The Nazareth Page - A gospel meditation for the home Depositphotos_15549441_m-2015.jpg

November 11, 2018 – 32nd Sunday in Ordinary Time - Mark 10:38-44

Today, Jesus offers us a lesson in economics and “the cost of living.” It contains a powerful and important message. Let’s “follow the money,” as is sometimes said today.

We’ll begin here with a thought about how we calculate the cost or value of anything. According to today’s gospel about “the poor widow,” there are two ways to think about money.

First, there is what we might call “objective accounting.” That’s simply a matter of dollars and cents. It’s the “sticker price” of anything or what’s noted on the price tag. This also refers to the amount that people have in their bank accounts. Or retirement savings. When the ten richest people in the world are listed, someone adds up their assets from the land they own, the gold in their vaults, the current market value of their stocks and bonds, and so forth. A figure is arrived at which shows their “net worth.”

The second kind of economic calculation is more personal, more subjective. To more fully appreciate the message of Jesus here, it’s helpful to know a little about the place of money in the Near East culture when Jesus lived there two-thousand years ago.
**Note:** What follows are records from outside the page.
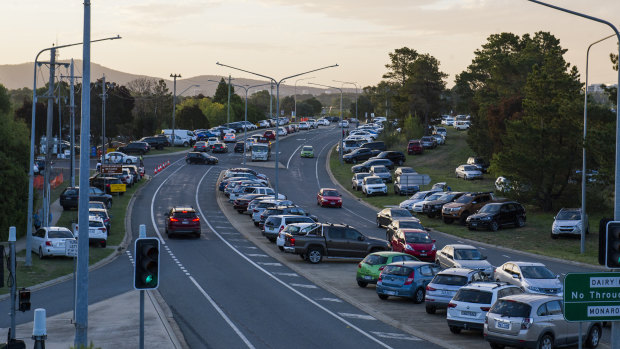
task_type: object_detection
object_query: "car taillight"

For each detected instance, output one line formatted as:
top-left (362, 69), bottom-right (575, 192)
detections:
top-left (405, 270), bottom-right (415, 285)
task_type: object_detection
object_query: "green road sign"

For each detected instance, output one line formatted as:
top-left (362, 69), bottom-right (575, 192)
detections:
top-left (564, 273), bottom-right (620, 321)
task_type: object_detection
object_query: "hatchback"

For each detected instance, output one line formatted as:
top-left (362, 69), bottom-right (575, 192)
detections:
top-left (377, 262), bottom-right (439, 304)
top-left (165, 206), bottom-right (200, 238)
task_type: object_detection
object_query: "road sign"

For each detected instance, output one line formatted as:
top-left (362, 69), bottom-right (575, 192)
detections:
top-left (101, 164), bottom-right (123, 174)
top-left (564, 273), bottom-right (620, 321)
top-left (65, 240), bottom-right (77, 257)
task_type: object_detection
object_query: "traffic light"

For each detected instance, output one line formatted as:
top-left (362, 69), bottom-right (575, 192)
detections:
top-left (133, 238), bottom-right (159, 290)
top-left (19, 288), bottom-right (30, 311)
top-left (605, 221), bottom-right (620, 269)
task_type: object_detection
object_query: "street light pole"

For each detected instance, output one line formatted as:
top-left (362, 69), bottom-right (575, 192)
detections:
top-left (528, 0), bottom-right (620, 348)
top-left (215, 62), bottom-right (338, 199)
top-left (308, 82), bottom-right (344, 165)
top-left (293, 76), bottom-right (314, 121)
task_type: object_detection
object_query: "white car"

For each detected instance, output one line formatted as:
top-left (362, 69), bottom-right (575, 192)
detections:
top-left (454, 165), bottom-right (482, 179)
top-left (30, 227), bottom-right (75, 259)
top-left (362, 176), bottom-right (387, 197)
top-left (104, 151), bottom-right (138, 164)
top-left (551, 208), bottom-right (590, 239)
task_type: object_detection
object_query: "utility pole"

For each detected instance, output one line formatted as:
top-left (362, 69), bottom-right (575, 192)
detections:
top-left (170, 74), bottom-right (181, 148)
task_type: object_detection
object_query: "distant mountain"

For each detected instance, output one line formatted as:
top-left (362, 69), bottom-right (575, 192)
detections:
top-left (0, 60), bottom-right (355, 96)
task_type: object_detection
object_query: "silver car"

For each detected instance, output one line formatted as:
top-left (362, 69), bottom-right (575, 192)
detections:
top-left (484, 294), bottom-right (602, 348)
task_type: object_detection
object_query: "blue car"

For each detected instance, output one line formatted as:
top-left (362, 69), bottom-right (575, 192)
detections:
top-left (377, 261), bottom-right (440, 304)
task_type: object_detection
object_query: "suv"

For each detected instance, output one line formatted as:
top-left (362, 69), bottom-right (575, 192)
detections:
top-left (60, 187), bottom-right (112, 210)
top-left (465, 201), bottom-right (526, 231)
top-left (441, 192), bottom-right (496, 224)
top-left (262, 214), bottom-right (314, 242)
top-left (484, 294), bottom-right (602, 348)
top-left (165, 206), bottom-right (200, 238)
top-left (446, 282), bottom-right (523, 334)
top-left (424, 268), bottom-right (488, 314)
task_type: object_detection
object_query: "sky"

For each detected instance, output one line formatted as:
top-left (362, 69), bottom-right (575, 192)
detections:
top-left (0, 0), bottom-right (620, 87)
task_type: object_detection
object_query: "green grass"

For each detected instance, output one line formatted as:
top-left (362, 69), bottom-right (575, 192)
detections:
top-left (0, 180), bottom-right (146, 294)
top-left (330, 129), bottom-right (602, 264)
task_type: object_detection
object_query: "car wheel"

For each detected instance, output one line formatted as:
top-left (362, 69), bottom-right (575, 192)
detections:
top-left (413, 287), bottom-right (424, 304)
top-left (586, 325), bottom-right (601, 348)
top-left (308, 247), bottom-right (323, 264)
top-left (536, 333), bottom-right (553, 349)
First, it was unusual for women to have any money. Men were in charge of most everything, including the family’s wealth. It would be unusual for women to own property or even have money in their own name. Women couldn’t vote or hold public office. The woman in the gospel story was a widow which meant she was “on her own.” She lost the economic support of her husband when he died. So, she was poor in two ways. She had no husband to support her and she was a woman. In our language, she had two strikes against her.

Jesus said that she contributed to the Temple’s treasure “two small coins.” Hardly anything, in the objective order described above. But Jesus adds that those coins were all the money she had. She gave it all to God. From God’s perspective, her gift was immeasurable. Could any of us do that?

Jesus invites us to a new kind of freedom and we can add that it does not equate with the values of our world. Many commercials from financial institutions promise freedom and happiness when you have enough money. How much? Probably, never enough, from their perspective. Jesus invites his followers, however, to a deeper kind of freedom and happiness. How much will that cost? Ask “the poor widow.”